= Jelinger Cookson Symons =

English barrister, school inspector and writer

Jelinger Cookson Symons (27 August 1809 – 7 April 1860) was an English barrister, school inspector and writer.

==Early life==
 Jelinger Cookson Symons was born at West Ilsley, Berkshire, on 27 August 1809; his father Jelinger Symons was a cleric known as a naturalist. He was educated at Corpus Christi College, Cambridge, where he graduated B.A. in 1832.

==Public life==
In 1835, Symons received a commission from the Home Office to inquire into the state of the hand-loom weavers and manufacturers. He travelled for it in Lancashire and Scotland, and parts of Switzerland. He then held a tithe commissionership, and was a commissioner to inquire into the state of the mining population of the north of England.

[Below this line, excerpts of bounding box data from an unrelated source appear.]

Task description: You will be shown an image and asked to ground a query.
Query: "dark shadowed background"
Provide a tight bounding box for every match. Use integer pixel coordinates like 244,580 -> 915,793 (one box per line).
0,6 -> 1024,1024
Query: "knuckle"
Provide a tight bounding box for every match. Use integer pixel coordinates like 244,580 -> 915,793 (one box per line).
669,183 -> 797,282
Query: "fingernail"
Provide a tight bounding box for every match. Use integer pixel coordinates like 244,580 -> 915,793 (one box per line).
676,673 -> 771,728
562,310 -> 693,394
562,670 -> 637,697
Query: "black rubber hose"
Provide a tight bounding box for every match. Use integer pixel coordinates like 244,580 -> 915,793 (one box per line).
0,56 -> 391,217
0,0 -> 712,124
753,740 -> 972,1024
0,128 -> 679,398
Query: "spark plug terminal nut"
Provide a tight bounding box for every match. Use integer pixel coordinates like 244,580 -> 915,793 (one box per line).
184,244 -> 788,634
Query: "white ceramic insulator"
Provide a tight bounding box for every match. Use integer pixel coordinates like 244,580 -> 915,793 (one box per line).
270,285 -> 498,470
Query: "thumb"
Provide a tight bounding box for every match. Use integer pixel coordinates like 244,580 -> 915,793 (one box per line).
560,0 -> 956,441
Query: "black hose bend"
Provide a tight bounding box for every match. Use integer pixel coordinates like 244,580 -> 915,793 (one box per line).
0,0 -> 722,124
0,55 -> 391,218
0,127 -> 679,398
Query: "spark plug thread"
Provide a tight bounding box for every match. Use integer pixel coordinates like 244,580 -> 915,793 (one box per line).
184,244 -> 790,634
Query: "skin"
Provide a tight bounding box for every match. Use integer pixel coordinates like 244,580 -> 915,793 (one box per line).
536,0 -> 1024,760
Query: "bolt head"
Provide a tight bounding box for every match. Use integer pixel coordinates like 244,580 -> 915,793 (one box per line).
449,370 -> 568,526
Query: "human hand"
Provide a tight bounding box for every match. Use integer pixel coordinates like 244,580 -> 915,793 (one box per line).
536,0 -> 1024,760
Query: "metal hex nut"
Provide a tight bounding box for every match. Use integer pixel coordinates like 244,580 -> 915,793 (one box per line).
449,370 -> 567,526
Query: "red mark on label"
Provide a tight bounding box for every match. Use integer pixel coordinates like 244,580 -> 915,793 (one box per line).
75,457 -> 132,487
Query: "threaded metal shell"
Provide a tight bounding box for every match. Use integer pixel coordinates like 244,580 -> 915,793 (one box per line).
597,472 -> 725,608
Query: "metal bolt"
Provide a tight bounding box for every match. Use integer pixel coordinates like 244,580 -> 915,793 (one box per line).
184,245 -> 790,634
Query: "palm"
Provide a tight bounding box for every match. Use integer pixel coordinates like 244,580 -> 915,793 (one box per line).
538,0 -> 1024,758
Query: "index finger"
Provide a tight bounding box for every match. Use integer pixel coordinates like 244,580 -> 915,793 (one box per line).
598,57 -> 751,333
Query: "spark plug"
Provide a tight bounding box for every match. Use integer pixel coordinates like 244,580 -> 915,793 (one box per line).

In 1843, Symons was called to the bar at the Middle Temple. He went the Oxford circuit, and attended the Gloucester quarter sessions. During this period of his life he was editor of the Law Magazine, up to its union with the Law Review in 1856. In 1846 the Committee of Council on Education appointed him as one of the commissioners to collect information on the state of education in Wales. The reports of the commissioners were published in 1848. The publication of the reports in Wales caused uproar because of the perception that they disparaged the Welsh, which incited the criticism of treachery, see Treachery of the Blue Books.

In 1848, Lord Lansdowne made Symons one of Her Majesty's permanent inspectors of schools, a post he retained through life. He also concerned himself with the establishment of reformatories for juvenile criminals, drawing attention to the "colony" at Mettray in France.

Symons died at Malvern House, Great Malvern, on 7 April 1860.

==Works==
Symons's works include:

- "A Few Thoughts on Volition and Agency" (1833)
- "Arts and Artizans at Home and Abroad, with Sketches of the Progress of Foreign Manufactures" (1839)
- "Outlines of Popular Economy" (1840)
- "The Attorney and Solicitors Act, 6 & 7 Vict. cap. 73, with an analysis, notes, and index" (1843)
- "Parish Settlements and the Practice of Appeal" (1846)
- "Railway Liabilities as they affect Subscribers, Committees, Allottees, and Scripholders, inter se, and Third Parties" (1846)
- "A Plea for Schools, which sets forth the Dearth of Education and the Growth of Crime" (1847)
- "Tactics for the Times, as regards the Condition and Treatment of the Dangerous Classes" (1849)
- "School Economy, a practical treatise on the best mode of establishing and teaching schools" (1852)
- "A Scheme of Direct Taxation" (1853)
- "The Industrial Capacities of South Wales" (1855)
- "Lunar Motion, the whole Argument stated and illustrated by Diagrams" (1856)
- "Sir Robert Peel as a Type of Statesmanship" (1856)
- "Milford, Past, Present, and Future" (1857)
- "William Burke, the author of 'Junius'" (1859)
- "Rough Types of English Life" (1860)

With Richard Griffiths Welford and others, Symons published Reports of Cases in the Law of Real Property and Conveyancing argued and determined in all the Courts of Law and Equity, 1846.

==Family==
Symons married in 1845 Angelina, daughter of Edward Kendall. They had Jelinger Edward, born in 1847, and other children.